Member Reviews
This book was like a hostage situation. I kept waiting and waiting for something to happen and at the beginning there was anticipation but then I just wanted the bloody thing to be over with
Standard Deviation is a quirky story of Graham Cavanaugh, hippy wife Audra and their son who has Aspergers.
The couple do their best to support their son and his interests.
I was expecting Standard Deviation to be a really good read but I was just a little disappointed. Not really my cup of tea But grateful for the ARC in exchange for an honest review.
I was drawn into this book immediately - I just loved it from page one. The book as such has no plot, rather it ambles through the lives of Graham and Audra and all whom they come into contact with. Not forgetting also their son Matthew and those he interacts with too - especially the members of the Origami Club.
Maybe you feel already the book is not for you, and you may be right if you like a beginning, middle and end, rather than a peek into other people's lives. It's kind of like an extended sitcom episode where you just love all the characters and wish you could be there with them.Don't get me wrong plenty happens, but it's just life - however in the hands of Katherine Heiny it is laugh out loud funny.
The star of the book for me is Audra - and whilst you may think she is an empty bucket that makes the most noise, when you look deep down, as Graham her husband often does, you see that actually she's quiet the strategist.
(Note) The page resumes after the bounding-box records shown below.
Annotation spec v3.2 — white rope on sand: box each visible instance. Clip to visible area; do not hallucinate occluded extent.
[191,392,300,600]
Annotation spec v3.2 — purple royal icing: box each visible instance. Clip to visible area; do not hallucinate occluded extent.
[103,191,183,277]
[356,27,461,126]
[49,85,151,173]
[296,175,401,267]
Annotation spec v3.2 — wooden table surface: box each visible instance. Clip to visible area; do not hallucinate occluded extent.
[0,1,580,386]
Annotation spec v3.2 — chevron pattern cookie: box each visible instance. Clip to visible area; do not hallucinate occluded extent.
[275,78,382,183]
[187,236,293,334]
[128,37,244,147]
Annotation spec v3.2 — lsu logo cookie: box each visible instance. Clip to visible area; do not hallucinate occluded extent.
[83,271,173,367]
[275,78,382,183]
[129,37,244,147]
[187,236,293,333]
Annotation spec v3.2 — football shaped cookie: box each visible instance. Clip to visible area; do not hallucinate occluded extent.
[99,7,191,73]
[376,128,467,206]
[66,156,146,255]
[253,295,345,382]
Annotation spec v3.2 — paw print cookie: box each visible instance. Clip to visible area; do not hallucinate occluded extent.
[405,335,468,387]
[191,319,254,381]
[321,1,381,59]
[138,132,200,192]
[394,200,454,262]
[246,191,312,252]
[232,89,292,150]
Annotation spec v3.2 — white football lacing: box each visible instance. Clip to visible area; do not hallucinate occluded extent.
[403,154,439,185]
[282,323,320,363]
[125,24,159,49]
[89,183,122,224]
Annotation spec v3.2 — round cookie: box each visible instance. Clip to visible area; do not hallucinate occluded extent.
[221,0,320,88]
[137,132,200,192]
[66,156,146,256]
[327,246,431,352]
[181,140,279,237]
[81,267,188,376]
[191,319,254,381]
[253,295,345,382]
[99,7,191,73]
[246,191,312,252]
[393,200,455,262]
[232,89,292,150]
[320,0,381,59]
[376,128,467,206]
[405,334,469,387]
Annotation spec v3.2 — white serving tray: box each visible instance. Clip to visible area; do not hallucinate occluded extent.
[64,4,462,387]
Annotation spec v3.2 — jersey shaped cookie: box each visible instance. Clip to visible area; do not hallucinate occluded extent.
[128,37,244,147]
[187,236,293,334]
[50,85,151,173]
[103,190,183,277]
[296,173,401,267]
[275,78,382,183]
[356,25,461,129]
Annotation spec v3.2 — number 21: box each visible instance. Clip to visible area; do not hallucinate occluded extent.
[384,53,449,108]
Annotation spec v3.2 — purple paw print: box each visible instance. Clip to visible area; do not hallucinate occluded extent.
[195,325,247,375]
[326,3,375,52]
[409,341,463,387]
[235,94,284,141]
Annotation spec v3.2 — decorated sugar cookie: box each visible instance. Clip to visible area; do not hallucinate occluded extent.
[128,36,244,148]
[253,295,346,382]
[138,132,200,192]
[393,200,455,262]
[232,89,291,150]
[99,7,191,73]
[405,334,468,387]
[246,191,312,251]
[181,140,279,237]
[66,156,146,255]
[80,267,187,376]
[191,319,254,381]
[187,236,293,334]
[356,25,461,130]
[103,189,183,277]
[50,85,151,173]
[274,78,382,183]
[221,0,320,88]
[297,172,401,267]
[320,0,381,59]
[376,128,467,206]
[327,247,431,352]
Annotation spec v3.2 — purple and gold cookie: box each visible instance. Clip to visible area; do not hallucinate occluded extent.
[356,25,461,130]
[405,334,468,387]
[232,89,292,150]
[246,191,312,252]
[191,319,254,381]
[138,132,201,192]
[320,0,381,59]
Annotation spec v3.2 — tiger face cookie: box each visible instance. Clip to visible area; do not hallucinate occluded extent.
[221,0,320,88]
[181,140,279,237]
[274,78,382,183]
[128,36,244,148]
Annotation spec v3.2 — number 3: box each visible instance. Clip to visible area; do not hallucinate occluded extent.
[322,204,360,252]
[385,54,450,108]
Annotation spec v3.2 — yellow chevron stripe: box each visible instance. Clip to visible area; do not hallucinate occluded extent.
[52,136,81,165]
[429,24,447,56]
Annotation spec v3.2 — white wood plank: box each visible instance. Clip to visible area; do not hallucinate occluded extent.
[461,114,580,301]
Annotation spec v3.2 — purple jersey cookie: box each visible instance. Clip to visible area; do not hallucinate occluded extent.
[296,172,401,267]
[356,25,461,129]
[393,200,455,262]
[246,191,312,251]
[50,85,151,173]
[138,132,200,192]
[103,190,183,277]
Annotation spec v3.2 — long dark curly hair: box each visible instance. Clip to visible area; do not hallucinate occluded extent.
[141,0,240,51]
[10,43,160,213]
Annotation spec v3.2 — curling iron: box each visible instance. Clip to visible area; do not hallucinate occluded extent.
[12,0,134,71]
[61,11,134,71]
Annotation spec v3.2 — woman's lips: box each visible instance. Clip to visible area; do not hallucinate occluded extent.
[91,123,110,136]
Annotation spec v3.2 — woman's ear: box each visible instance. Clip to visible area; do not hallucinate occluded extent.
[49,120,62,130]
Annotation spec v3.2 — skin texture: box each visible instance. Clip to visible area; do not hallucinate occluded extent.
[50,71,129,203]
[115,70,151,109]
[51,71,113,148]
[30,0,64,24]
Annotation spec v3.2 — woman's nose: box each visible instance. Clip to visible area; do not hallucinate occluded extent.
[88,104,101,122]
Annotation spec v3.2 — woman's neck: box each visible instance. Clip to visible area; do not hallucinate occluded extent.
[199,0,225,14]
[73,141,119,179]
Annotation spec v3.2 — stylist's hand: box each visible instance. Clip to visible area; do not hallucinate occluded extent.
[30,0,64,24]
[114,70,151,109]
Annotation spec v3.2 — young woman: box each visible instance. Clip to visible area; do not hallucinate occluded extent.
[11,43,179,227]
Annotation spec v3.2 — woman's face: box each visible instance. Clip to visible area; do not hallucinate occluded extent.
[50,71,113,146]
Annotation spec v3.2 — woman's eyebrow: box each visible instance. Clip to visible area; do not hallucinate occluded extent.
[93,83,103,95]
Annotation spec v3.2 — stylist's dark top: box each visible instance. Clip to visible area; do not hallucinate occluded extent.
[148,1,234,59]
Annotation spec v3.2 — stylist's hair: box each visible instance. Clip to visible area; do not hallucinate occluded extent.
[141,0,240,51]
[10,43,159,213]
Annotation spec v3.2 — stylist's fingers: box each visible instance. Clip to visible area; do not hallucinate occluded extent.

Mainly to progress her son she forges bonds and unlikely friendships but there is also a very kind side to her demonstrated through the multitude of house guests invited to stay - and we aren't talking overnight here.
Audra also has some cracking lines such as "...his employee discount to buy some scented candles and I told him he should buy one for Elspeth but he said she didn't believe in them. How can you not believe in scented candles? They're not like UFOs". I could quote so many more fantastic lines like that.
I'm giving this book 5 out of 5 stars and my thanks go to Netgalley for a copy to review
Quirky, charming & disturbingly relatable with a cast of characters who feel very real. Highly recommended.
I didn't enjoy this book very much. I persevered until the end, but I was very underwhelmed.
I liked the insight into the seemingly perfect life and what it was really like. Overall, a disappointment.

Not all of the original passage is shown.